The injunction follows a temporary restraining order issued last month in a related challenge filed by DIRECTV, according to the press release. The court has since consolidated the states' case with DIRECTV's action.

The Federal Communications Commission and the U.S. Department of Justice recently approved the merger, the release said. The state coalition, led by Bonta, had sought an emergency order to halt the deal notwithstanding those federal approvals.

"My office and attorneys general nationwide have secured a preliminary injunction in our lawsuit opposing the illegal and U.S. DOJ-approved merger of Nexstar/Tegna — an order that demands the broadcasting titans stop merging while our case proceeds," Bonta said in the statement. "This is a critical win in our case."

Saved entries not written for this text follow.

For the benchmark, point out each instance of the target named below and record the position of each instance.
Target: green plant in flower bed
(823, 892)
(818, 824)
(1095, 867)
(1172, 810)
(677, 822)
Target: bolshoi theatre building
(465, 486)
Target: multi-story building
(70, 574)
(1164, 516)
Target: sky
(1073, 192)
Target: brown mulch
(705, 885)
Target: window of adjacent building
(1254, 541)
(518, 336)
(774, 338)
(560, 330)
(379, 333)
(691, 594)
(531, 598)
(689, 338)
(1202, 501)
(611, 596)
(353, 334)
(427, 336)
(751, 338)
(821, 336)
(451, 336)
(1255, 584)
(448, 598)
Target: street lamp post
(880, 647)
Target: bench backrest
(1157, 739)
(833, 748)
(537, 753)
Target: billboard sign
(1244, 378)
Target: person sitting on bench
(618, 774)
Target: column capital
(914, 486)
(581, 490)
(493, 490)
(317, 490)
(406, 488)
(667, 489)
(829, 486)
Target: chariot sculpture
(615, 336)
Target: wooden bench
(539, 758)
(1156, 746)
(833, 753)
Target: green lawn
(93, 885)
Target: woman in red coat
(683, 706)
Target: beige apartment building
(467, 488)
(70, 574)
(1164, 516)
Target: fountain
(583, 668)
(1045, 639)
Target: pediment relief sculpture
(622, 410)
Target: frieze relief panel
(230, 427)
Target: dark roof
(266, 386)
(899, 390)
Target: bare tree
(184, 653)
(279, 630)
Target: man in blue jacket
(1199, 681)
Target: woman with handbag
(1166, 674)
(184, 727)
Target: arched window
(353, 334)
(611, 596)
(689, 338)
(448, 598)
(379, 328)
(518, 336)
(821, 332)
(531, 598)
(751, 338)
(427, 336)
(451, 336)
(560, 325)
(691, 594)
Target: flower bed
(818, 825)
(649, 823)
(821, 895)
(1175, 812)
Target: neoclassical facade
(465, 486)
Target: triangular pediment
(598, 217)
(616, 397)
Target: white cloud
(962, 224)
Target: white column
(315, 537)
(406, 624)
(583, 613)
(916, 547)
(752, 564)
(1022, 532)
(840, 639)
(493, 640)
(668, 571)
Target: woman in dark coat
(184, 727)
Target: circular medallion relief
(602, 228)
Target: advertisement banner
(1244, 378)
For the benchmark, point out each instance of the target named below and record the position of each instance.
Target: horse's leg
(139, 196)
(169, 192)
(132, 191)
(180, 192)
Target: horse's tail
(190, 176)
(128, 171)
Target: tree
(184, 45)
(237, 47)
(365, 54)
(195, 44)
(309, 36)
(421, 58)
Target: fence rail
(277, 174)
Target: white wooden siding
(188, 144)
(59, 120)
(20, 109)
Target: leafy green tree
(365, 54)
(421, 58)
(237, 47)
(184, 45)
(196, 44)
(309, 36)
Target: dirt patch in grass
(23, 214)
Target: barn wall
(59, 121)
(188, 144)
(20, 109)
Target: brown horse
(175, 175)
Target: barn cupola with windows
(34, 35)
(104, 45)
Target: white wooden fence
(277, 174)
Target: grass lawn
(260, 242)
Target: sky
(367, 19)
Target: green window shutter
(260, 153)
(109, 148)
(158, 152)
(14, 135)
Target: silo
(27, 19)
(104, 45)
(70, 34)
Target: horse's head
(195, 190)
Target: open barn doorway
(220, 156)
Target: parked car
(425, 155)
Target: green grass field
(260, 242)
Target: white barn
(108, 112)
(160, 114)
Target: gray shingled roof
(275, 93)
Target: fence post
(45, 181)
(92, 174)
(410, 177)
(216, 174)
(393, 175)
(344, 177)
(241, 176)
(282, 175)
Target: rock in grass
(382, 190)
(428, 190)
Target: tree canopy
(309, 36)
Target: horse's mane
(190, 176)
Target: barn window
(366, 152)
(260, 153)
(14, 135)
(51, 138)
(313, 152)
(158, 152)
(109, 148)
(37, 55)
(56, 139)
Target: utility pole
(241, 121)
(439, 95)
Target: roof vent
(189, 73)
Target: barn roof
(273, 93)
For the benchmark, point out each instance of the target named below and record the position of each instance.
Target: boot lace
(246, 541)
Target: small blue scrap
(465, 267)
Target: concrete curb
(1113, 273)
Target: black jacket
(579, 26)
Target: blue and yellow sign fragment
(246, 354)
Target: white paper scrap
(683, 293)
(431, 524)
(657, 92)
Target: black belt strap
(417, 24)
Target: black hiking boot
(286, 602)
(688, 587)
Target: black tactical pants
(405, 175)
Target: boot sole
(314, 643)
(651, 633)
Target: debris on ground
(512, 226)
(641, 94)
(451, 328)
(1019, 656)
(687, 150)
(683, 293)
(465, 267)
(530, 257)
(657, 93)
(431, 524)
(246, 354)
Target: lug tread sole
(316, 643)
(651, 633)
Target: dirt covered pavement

Bonta added: "This merger is illegal, plain and simple. The federal government may have thrown in the towel, but we'll keep fighting for consumers, for workers, for affordability, and for our local news."

The states filed their lawsuit on March 18. According to the attorney general's office, the deal would combine the nation's largest and third-largest television-station conglomerates into an entity "covering 80% of U.S. television households."

In two California markets, the combined company would own half of the Big Four network affiliates, the release said — the FOX and ABC stations in the Sacramento-Stockton-Modesto area, and the FOX and CBS stations in San Diego.

The attorney general's office also pointed to what it described as reports in the weeks before the planned closing detailing "Nexstar's firing of long-standing journalists in Los Angeles, Chicago, and New York."